O advogado da mulher de Matosinhos que foi agredida pelo marido quando estava grávida e chegou a ficar surda por causa da pancada de que foi vítima, diz que as ameaças do agressor continuaram já depois do processo judicial chegar ao fim: “Vou participar os factos e depois é o Ministério Público que decide o que fazer. Vou levar ao processo o conhecimento dos factos. Em teoria, poderá ser uma violação da pena suspensa que foi aplicada”, explica Álvaro Moreira.
A vítima, uma mulher de 49 anos, teve de sair da casa onde vivia e pedir outra à Câmara Municipal. “Está impedida de ver os netos devido às ameaças que o ex-marido continua a fazer, agora por interposta pessoa”, frisa o advogado. “Está privada da sua liberdade em 90%”, frisa o advogado.

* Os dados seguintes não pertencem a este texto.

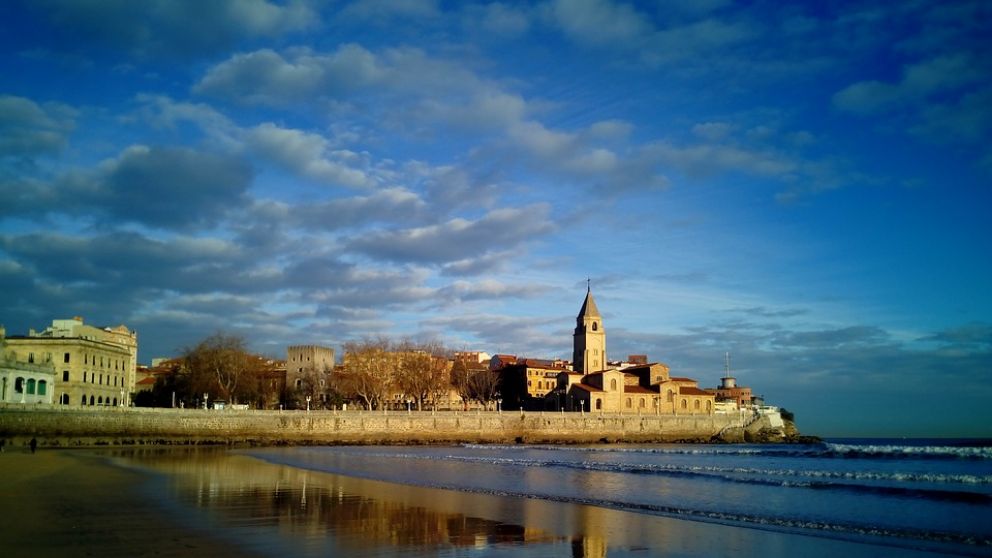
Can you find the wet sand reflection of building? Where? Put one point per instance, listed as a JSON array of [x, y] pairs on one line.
[[245, 492]]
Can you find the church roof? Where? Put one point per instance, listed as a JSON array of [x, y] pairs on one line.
[[589, 307]]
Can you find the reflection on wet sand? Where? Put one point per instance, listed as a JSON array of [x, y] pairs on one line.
[[318, 510]]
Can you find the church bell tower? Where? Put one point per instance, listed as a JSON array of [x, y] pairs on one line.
[[589, 339]]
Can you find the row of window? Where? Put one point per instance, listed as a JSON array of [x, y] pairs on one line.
[[94, 378], [92, 361], [30, 386], [99, 400]]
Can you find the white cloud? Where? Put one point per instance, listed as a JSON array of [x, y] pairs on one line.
[[458, 239], [27, 128], [306, 154]]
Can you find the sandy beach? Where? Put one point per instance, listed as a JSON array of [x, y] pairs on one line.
[[210, 501], [73, 503]]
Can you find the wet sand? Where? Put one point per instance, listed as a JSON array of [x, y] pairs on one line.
[[157, 502], [73, 503]]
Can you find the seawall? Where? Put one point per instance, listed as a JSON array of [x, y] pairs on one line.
[[67, 427]]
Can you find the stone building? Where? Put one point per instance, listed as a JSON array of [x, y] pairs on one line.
[[729, 391], [308, 372], [93, 366], [24, 382], [639, 388]]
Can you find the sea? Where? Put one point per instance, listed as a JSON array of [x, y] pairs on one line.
[[841, 497]]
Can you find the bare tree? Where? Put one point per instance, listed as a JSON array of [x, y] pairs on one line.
[[474, 383], [368, 371], [423, 372], [220, 364]]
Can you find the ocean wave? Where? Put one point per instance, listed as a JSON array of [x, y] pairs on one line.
[[865, 482], [824, 450]]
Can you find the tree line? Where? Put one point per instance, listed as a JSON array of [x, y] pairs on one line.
[[376, 373]]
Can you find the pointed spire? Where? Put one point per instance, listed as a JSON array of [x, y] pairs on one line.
[[589, 305]]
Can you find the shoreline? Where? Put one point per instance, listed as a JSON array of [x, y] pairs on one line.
[[57, 503], [134, 502]]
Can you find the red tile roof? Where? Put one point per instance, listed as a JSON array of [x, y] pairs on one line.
[[587, 388], [639, 389]]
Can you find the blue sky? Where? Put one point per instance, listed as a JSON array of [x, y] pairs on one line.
[[804, 186]]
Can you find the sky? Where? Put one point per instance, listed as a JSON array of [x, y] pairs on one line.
[[803, 185]]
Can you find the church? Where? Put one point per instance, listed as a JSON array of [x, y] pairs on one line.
[[592, 385]]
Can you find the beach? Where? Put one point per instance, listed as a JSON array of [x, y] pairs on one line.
[[165, 502], [75, 503]]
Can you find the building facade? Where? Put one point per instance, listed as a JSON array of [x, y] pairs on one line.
[[308, 372], [24, 382], [93, 366]]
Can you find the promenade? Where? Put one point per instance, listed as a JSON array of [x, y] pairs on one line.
[[57, 426]]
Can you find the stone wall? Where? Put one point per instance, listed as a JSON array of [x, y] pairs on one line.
[[70, 427]]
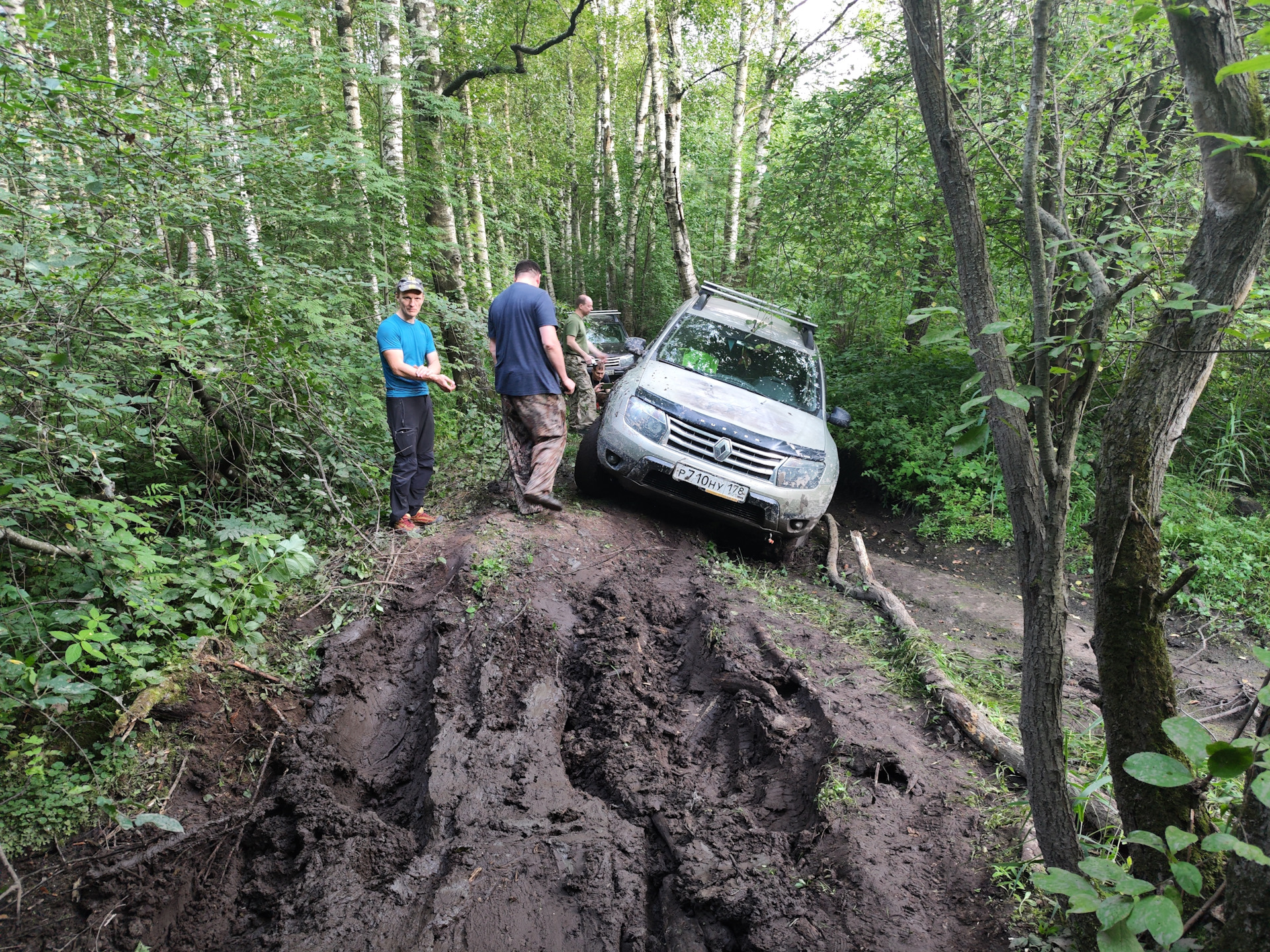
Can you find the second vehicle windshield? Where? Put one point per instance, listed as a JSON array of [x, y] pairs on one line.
[[746, 361]]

O agressor tem tentado saber a nova morada da vítima e conseguiu descobrir o novo local de emprego, obrigando a vítima a abandoná-lo.
Apesar de o tribunal de primeira instância — que condenou o agressor a três anos de prisão, com pena suspensa, e a uma pena acessória de vigilância através de pulseira eletrónica, para garantir que não se aproximava da ex-mulher — “não ter nenhuma dúvida” sobre a veracidade dos factos relatados pela vítima, Neto Moura, juiz desembargador do Tribunal da Relação do Porto, retirou a vigilância eletrónica.
Neto Moura considerou que o uso da pulseira eletrónica não ficou justificado na sentença de primeira instância e nesses casos a lei determina que o arguido tem de concordar com o uso da pulseira, o que não se verificou neste caso. E fez considerações sobre a violência doméstica.
“Se durante muito tempo e até há uns anos, a vítima de violência doméstica sentia que o mais provável é que a sua denúncia acabasse em nada por não ter quem atestasse as agressões e às suas declarações não era dado o devido relevo probatório, a verdade é que, nos últimos tempos, têm-se acentuado os sinais de uma tendência de sentido contrário, em que a mais banal discussão ou desavença entre marido/companheiro/namorado/mulher/companheira/namorada é logo considerada violência doméstica e o suposto agressor (geralmente, o marido ou companheiro) é diabolizado e nenhum crédito pode ser-lhe reconhecido”, lê-se no acórdão de 31 de outubro de 2018.
Para Álvaro Moreira, o desembargador deu mais importância à forma do que à substância. E considera que Neto Moura não avaliou o verdadeiro perigo da situação.
O Conselho Superior da Magistratura considera que a Constituição impede novo procedimento disciplinar ao juiz Neto Moura. O desembargador já tinha sido condenado a uma pena de advertência registada por ter citado a Bíblia e feito considerações sobre o adultério das mulheres num acórdão no qual manteve a condenação a uma pena suspensa a dois homens que tinham agredido uma mulher. Foi a primeira vez que um juiz foi punido pelo que escreveu num acórdão.